Comparing the observed real-time state variables to the global performance map (step g):
The observed real-time state variables are then compared to the global performance map. This comparison involves finding the nearest cluster in the state space that corresponds to the real-time state of the system. By comparing the current state to the predefined clusters, the system determines how closely the real-time state matches the conditions for which the machine learning model was trained and tested.
Calculating a confidence index (step h): Finally, based on the comparison between the observed real-time state and the stored cluster information (ML and CL), a confidence index is calculated. This index indicates whether the machine learning model is operating within the predefined performance thresholds (ML and CL) for the respective cluster. The confidence index helps assess if the model's predictions can be trusted for the current system state.

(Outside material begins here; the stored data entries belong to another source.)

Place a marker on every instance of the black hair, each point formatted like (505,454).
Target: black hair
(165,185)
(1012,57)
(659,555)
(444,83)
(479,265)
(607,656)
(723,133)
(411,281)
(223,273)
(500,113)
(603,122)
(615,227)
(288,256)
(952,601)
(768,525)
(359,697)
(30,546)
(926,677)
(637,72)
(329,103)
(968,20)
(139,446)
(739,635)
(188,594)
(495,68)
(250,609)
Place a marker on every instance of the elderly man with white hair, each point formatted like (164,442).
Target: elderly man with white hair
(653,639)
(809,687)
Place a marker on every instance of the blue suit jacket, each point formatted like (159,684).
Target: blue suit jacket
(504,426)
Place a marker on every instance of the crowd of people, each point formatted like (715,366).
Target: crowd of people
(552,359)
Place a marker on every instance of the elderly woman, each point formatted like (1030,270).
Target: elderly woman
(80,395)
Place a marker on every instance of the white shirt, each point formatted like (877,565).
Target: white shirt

Measures of the variables of said technical system may be performed by at least one of the following sensors:
Said electrical machine may be a direct current (DC) motor, an alternating current (AC) motor, a synchronous motor, an asynchronous motor (induction motor), a stepper motor, a servo motor, a permanent magnet synchronous motor (PMSM), a brushless DC motor, a switched reluctance motor, a generator (such as a synchronous generator, an induction generator, or an alternator), or any combination of electrical machines capable of converting electrical energy to mechanical energy or vice versa, typically found in industrial, automotive, transportation, or renewable energy systems.

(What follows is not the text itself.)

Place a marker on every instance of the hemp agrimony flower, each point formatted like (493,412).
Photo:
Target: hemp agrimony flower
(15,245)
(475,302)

Said physical system comprising an electric machine may be found in a variety of applications, including:
These systems typically utilize an electric motor, generator, or a combination thereof to convert electrical energy to mechanical energy or vice versa, often for propulsion, control, or power generation.
The performance of the machine learning model may be evaluated through various metrics, depending on the nature of the task. In the case of classification, common metrics include accuracy, precision, recall, F1 score, the area under the ROC curve (AUC), the confusion matrix, and the Matthews correlation coefficient (MCC). For regression tasks, metrics like mean absolute error (MAE), mean squared error (MSE), root mean squared error (RMSE), R-squared (R2), mean absolute percentage error (MAPE), and adjusted R-squared are often used to assess the model's performance.

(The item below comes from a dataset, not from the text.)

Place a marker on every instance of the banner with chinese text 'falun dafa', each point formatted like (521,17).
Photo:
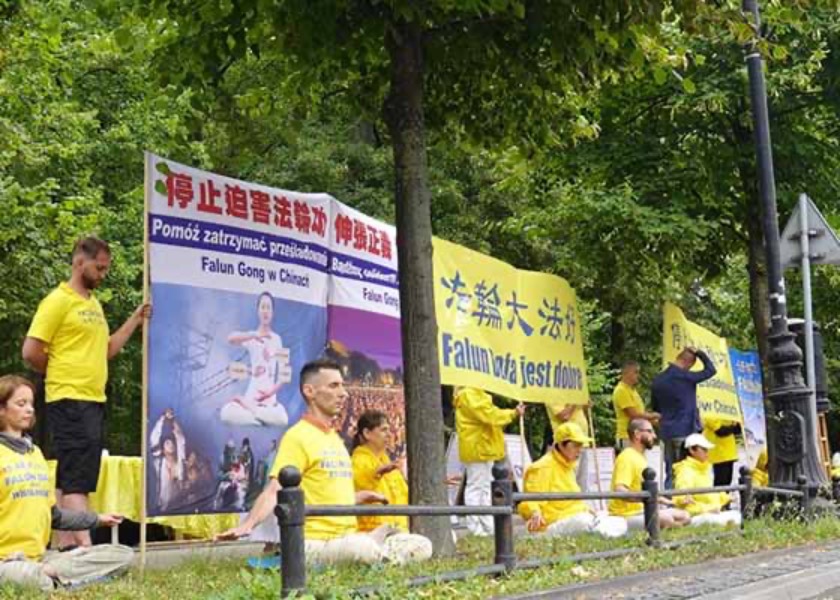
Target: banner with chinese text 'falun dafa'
(511,332)
(716,397)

Said method may further comprise, before step (d2), removing constant dimensions from the state vector, wherein constant dimensions are those dimensions that vary by less than a predefined threshold across different observations in the state vector.
This step involves removing constant dimensions from the state vector before clustering the data points. Constant dimensions are those variables in the state vector that show little to no variation across different observations. By eliminating these dimensions, the method reduces unnecessary complexity, ensuring that only the variables that have meaningful variation and impact on the system's behavior are considered for clustering and performance evaluation. This step improves the efficiency and accuracy of the confidence index by focusing only on the relevant state variables.
Said method may further comprise, before step (d4), verifying the information density of each cluster, to ensure that each cluster contains a number of data points exceeding a predefined threshold.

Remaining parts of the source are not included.